The narrative since that time, however, has been dominating by concerns around his health. In 2021, he had a miniscule 1.08 ERA through 15 starts but landed on the injured list due to some forearm tightness. There seemed to be some disagreement about the nature of his injury, as Mets president Sandy Alderson said that deGrom had been dealing with a low-grade tear in the UCL in his pitching elbow, though deGrom insisted his ligament was “perfectly fine.”
That was a concerning set of statements in its own right, but especially so considering that deGrom had previously undergone TJS as a prospect. He didn’t return at any point in that 2021 season but seemed to be healthy coming into 2022. He then suffered a stress reaction in his scapula during Spring Training and missed more time but was eventually able to return in August of last year. He made 11 starts for the Mets down the stretch and another in the postseason, finishing the season healthy. He had a 3.08 ERA in those regular season starts, striking out 42.7% of opponents against a walk rate of just 3.3%.
deGrom still had one year and $30.5MM remaining on his contract, as well as a club option for 2024, but had long maintained that he intended to trigger his opt-out and test free agency. He did just that and eventually landed a five-year, $185MM deal with the Rangers. He made six starts for the club here in 2023 with a 2.67 ERA but landed on the injured list at the end of April due to elbow inflammation. He was transferred to the 60-day IL yesterday, which didn’t necessarily portend doom since he had already been out of action for over a month. But now the full truth has been revealed and it was an ominous sign after all.

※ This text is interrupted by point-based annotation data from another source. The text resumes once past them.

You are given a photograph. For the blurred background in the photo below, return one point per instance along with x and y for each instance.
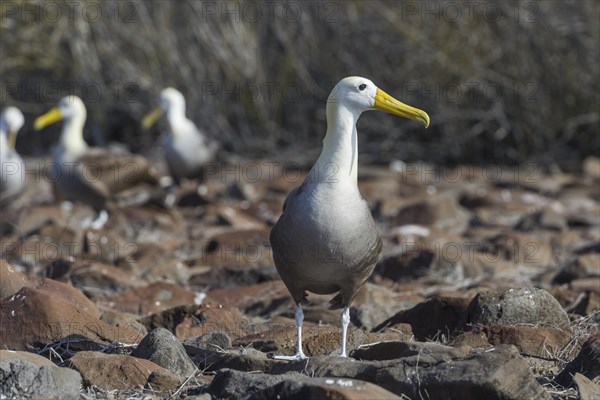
(503, 82)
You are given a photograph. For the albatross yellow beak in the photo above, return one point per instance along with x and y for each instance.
(387, 103)
(151, 118)
(49, 118)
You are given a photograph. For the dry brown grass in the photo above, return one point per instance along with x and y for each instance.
(503, 81)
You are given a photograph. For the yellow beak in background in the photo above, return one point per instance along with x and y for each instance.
(50, 117)
(387, 103)
(151, 118)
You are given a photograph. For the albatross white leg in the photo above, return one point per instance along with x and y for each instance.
(345, 322)
(299, 353)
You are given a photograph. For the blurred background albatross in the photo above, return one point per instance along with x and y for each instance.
(504, 82)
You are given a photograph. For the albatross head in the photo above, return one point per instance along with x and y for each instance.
(172, 103)
(70, 108)
(11, 121)
(360, 94)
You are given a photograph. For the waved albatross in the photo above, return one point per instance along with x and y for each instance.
(326, 240)
(13, 172)
(186, 148)
(89, 174)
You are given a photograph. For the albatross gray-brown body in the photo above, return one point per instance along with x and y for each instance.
(326, 241)
(91, 175)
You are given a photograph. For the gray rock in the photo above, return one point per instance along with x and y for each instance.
(23, 379)
(244, 385)
(162, 348)
(587, 362)
(367, 316)
(232, 384)
(497, 374)
(587, 389)
(528, 306)
(324, 388)
(431, 352)
(211, 340)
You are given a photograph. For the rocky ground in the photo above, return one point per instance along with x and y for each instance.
(488, 288)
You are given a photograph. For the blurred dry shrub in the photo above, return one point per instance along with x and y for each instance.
(505, 82)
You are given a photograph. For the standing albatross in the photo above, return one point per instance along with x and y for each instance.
(87, 174)
(186, 148)
(326, 240)
(13, 171)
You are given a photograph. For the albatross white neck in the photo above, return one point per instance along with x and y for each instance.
(338, 161)
(71, 139)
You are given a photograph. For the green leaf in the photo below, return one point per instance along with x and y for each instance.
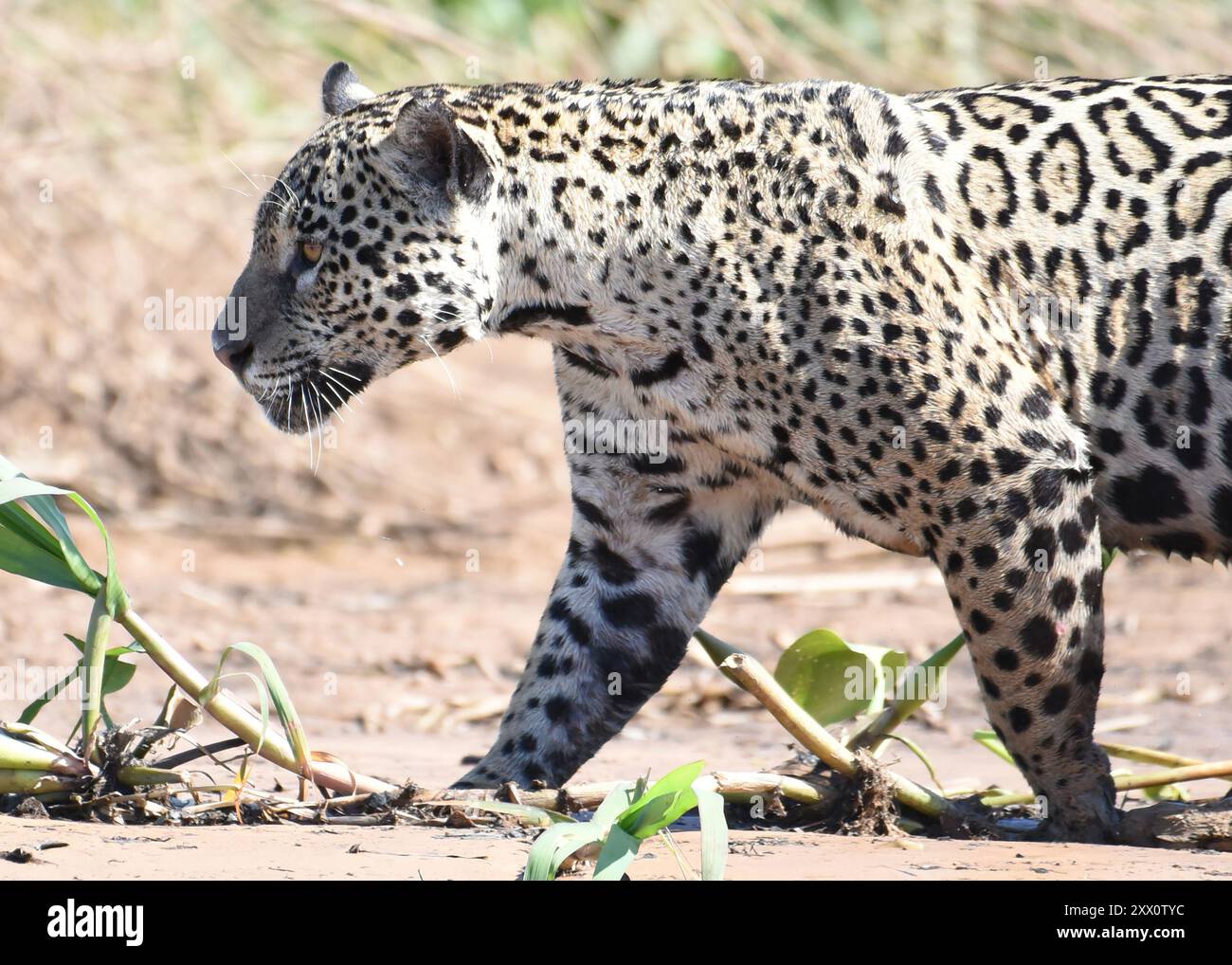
(38, 496)
(714, 830)
(619, 850)
(557, 843)
(26, 558)
(13, 517)
(278, 694)
(836, 681)
(669, 799)
(989, 739)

The Rangers are off to a great start here this year, currently 39-20 and leading the American League West. Still, they were undoubtedly hoping to have deGrom’s elite skills back on the roster for a late-season playoff race and theoretical postseason appearance. But they will now have to proceed without him in those plans. Currently, the rotation consists of Martín Pérez, Andrew Heaney, Nathan Eovaldi, Jon Gray and Dane Dunning. Today’s likely increases the chances that they look for rotation upgrades this summer, though their ultimate appetite for a move like that will depend on the health and performance of the remaining members.
For deGrom, this news will have an impact on his contract, specifically related to the conditional option for 2028. The contract states that, if he undergoes Tommy John surgery or has an elbow or shoulder injury that leads to an absence of 130 days in a single season or a full calendar year absence over multiple seasons, a club option will kick in. It’s valued at $20MM but could jump to $30MM if deGrom has a top five finish in Cy Young voting at any point or tallies 625 innings over the course of the deal. It would go up to $37MM if he gets in the top five of Cy Young voting three times or gets to 725 frames. If he didn’t have a significant injury, he could have vested that $37MM figure by tossing just 160 innings in 2027 and getting a top five finish in Cy Young voting that year.
Now the major question for deGrom will be how he bounces back in 2024 and beyond. Coming back from a Tommy John surgery and succeeding isn’t unprecedented, even for a relatively older pitcher like deGrom. Just last year, Justin Verlander came back from the procedure and had Cy Young-winning season for the Astros at the age of 39. deGrom will be turning 35 in about two weeks and will therefore be about 36 when he’s attempting to come back. That makes him a couple of years younger than Verlander was but it’s not exactly the same situation since that was Verlander’s first TJS and this will be a second for deGrom, which tends to have a lower success rate at returning pitchers to their previous states.
In time, more information will surely be forthcoming about deGrom’s progress and how the Rangers plan to proceed without him. But the unavoidable fact of today is that one of the best pitchers in baseball will be out of action for at least a year and possibly even longer.